Millions of people around the world play Minecraft or use its textured cubes to unleash their creativity, sometimes recreating entire cities. But UN-Habitat has taken Minecraft to a whole new level to involve young people in renovating their world.
A couple of years ago, the Lotus Gardens in Mumbai, India looked like this:
Now the space looks like this:
The transformation is the result of a unique partnership between UN-Habitat — the United Nations Program for Sustainable Cities and Minecraft creator Mojang to redesign run-down public spaces in developing countries.
“We use Minecraft for community participation within a broader global program on public space,” said Pontius Westerberg, UN-Habitat‘s Transparency Affairs and Digital Projects Officer in Kenya. “Public space is really important for the well-functioning of cities; and we’re working globally, mainly in the Global South, on improving and building new public spaces.”

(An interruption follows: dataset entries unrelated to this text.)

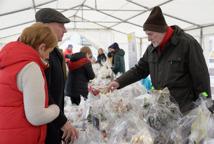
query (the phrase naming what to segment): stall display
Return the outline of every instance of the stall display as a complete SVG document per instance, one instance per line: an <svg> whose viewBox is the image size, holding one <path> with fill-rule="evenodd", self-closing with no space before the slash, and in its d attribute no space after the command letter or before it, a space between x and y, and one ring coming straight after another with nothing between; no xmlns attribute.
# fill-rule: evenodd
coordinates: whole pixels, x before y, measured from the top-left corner
<svg viewBox="0 0 214 144"><path fill-rule="evenodd" d="M214 128L208 124L213 125L214 119L206 101L202 100L184 116L167 88L148 94L139 83L134 83L107 92L106 85L113 76L109 68L104 65L95 73L89 98L82 98L79 106L67 103L65 107L68 119L80 132L75 144L201 144L213 141Z"/></svg>

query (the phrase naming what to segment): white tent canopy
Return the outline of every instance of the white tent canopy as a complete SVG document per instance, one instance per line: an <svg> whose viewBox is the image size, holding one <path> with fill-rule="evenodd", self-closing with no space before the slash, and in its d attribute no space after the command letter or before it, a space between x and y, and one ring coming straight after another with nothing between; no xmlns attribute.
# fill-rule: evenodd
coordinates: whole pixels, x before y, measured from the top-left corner
<svg viewBox="0 0 214 144"><path fill-rule="evenodd" d="M63 48L78 33L94 47L107 48L116 41L127 52L127 34L134 33L139 58L148 45L142 26L154 6L162 8L168 25L191 33L209 53L204 38L214 33L214 0L0 0L0 47L34 23L36 11L50 7L71 20Z"/></svg>
<svg viewBox="0 0 214 144"><path fill-rule="evenodd" d="M168 25L178 25L191 33L205 54L209 53L204 39L214 33L214 0L0 0L0 47L16 40L25 27L34 23L36 11L50 7L71 20L66 24L68 32L60 44L62 48L70 36L78 33L96 48L107 48L116 41L128 53L127 34L134 33L139 58L148 45L142 26L154 6L162 8Z"/></svg>
<svg viewBox="0 0 214 144"><path fill-rule="evenodd" d="M35 12L44 7L61 11L71 19L68 35L73 30L112 30L121 34L135 32L145 38L142 25L154 6L161 6L169 25L196 30L196 36L212 34L213 0L1 0L0 41L13 39L32 24ZM201 28L203 28L201 32Z"/></svg>

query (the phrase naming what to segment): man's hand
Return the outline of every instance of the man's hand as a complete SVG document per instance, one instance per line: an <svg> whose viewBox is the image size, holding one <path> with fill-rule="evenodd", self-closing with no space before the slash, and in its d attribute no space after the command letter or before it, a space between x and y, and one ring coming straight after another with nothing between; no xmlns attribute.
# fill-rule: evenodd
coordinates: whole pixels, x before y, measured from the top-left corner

While UN-Habitat does not engage Minecraft players for its renovation projects, Westerberg told TECHtonics in a Skype interview that “Minecraft is a really good tool for that” because it “doesn’t require very much prior computer or IT knowledge.”
Recalling a project in Haiti, he said UN-Habitat worked with people who “barely, if at all, used computers.”

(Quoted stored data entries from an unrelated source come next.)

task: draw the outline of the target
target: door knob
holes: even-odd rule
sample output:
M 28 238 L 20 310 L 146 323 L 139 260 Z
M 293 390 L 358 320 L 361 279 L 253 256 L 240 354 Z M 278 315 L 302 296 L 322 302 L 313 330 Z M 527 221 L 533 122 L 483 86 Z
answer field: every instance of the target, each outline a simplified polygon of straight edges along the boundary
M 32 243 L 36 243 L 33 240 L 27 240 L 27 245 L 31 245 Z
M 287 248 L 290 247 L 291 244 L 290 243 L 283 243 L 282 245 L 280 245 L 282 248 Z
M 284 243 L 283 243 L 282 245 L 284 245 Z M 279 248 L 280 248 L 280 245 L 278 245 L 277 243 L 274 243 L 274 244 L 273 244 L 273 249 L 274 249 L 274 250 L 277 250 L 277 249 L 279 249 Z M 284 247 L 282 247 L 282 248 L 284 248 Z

“And after a couple of hours with Minecraft, they can really start expressing themselves,” he said. “It’s a fantastically easy medium to pick up.”

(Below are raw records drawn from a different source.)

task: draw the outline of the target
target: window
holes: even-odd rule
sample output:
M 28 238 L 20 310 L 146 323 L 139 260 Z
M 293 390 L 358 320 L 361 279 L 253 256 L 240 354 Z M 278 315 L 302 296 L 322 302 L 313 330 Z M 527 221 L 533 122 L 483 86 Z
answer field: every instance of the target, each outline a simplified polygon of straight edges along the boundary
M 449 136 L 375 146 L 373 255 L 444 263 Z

Westerberg said he was amazed at how quickly the people he collaborates get the hang of Minecraft — sometimes in a couple of days. “And that is kind of enough to really get some really good ideas about how to improve public spaces,” he said.
A project typically starts when city authorities come forward with a request to rehabilitate a public site. UN-Habitat then works with city authorities and local communities and partners to implement the project.
In the process, UN-Habitat looks for people who “would like to express their ideas about how the site should be redesigned or redeveloped,” said Westerberg. And the main focus is to work with people who are part of the community that is being developed.
“Depending on the site, it will be the urban poor, in a sense,” he explained.
Westerberg stressed the need to involve the community in the design and maintenance of public spaces.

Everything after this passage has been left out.